Port test shows closed even though the rule is set: First confirm the service is actually running on the device and listening on that port. On Windows, run netstat -an | findstr LISTENING in Command Prompt to see active listening ports. If the port is not listed, the application is not running or is listening on a different port.

Double NAT — two routers: If you have a router behind another router (common with ISP gateways), you need to forward the port on both routers, or put the outer router in bridge mode. Use tracert 8.8.8.8 on Windows — if you see two private IPs (like 192.168.0.1 and 10.0.0.1) in the first two hops, you have double NAT.

ISP is blocking the port: Some ISPs block common ports like 80, 443, and 25 on residential connections to prevent customers from running servers. If your rule is correctly configured but the port still shows blocked externally, call your ISP or try an alternative port number (e.g., 8080 instead of 80).

Device firewall is blocking: Windows Firewall and macOS firewall can block incoming connections even when the router is forwarding them. Check your device's firewall settings and create an exception for the application or port.

Using a VPN: If either you or the person connecting is using a VPN, port forwarding to your home IP will not work as expected — VPN traffic routes differently. Test with VPN disabled.
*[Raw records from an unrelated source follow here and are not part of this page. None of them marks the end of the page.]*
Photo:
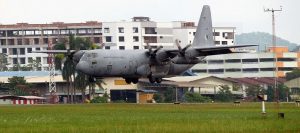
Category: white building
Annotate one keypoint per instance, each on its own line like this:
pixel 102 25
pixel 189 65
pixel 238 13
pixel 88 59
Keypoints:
pixel 135 34
pixel 18 41
pixel 249 64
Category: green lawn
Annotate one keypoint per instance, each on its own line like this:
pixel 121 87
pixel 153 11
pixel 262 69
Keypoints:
pixel 148 118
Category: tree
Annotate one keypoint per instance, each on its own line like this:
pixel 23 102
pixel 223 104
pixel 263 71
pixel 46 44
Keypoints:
pixel 169 95
pixel 34 65
pixel 3 62
pixel 192 97
pixel 19 86
pixel 224 94
pixel 283 93
pixel 68 70
pixel 293 74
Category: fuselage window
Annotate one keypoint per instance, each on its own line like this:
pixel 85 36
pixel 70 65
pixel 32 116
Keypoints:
pixel 94 55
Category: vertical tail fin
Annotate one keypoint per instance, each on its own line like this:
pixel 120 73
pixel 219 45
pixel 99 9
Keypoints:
pixel 204 34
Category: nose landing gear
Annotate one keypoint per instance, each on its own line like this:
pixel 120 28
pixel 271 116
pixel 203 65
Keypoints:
pixel 131 80
pixel 92 79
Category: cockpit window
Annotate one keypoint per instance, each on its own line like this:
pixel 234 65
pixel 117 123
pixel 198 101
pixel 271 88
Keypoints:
pixel 94 55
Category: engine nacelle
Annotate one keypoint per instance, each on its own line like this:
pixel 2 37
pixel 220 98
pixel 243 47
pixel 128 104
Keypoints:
pixel 191 53
pixel 161 56
pixel 77 56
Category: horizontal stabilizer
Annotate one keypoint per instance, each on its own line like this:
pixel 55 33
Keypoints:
pixel 214 48
pixel 54 51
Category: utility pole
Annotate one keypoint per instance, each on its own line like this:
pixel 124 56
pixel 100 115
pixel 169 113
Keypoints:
pixel 52 84
pixel 276 94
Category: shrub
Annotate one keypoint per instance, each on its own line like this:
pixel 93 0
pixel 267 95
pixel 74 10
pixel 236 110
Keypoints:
pixel 195 98
pixel 99 100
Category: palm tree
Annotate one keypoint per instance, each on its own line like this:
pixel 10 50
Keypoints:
pixel 3 62
pixel 68 70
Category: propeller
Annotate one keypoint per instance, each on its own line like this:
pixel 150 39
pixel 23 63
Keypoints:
pixel 158 55
pixel 181 50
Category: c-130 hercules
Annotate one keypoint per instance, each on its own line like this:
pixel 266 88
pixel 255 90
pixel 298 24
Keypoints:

Carrier-grade NAT (CGNAT): Some ISPs, especially mobile/cellular and some budget providers, use CGNAT — they share a single public IP across many customers. Port forwarding is impossible with CGNAT since you do not have a unique public IP. Contact your ISP to ask if they can assign you a dedicated public IP (sometimes free, sometimes a small fee).

DMZ — When to Use It

DMZ (Demilitarized Zone) sends all unsolicited incoming traffic to one designated device, bypassing the router's firewall entirely for that device. It is useful for gaming consoles to get an Open NAT type, or for network appliances that need all ports open.

DMZ is a blunt instrument — the device gets no firewall protection from the router. Only use it for devices with their own robust security (like a dedicated game console) or in a lab/test environment. Never put a Windows PC in DMZ without a properly configured host firewall.

Find DMZ settings in most routers under: Advanced Setup → WAN Setup → Default DMZ Server (NETGEAR), WAN → DMZ (ASUS), Advanced → NAT Forwarding → DMZ (TP-Link).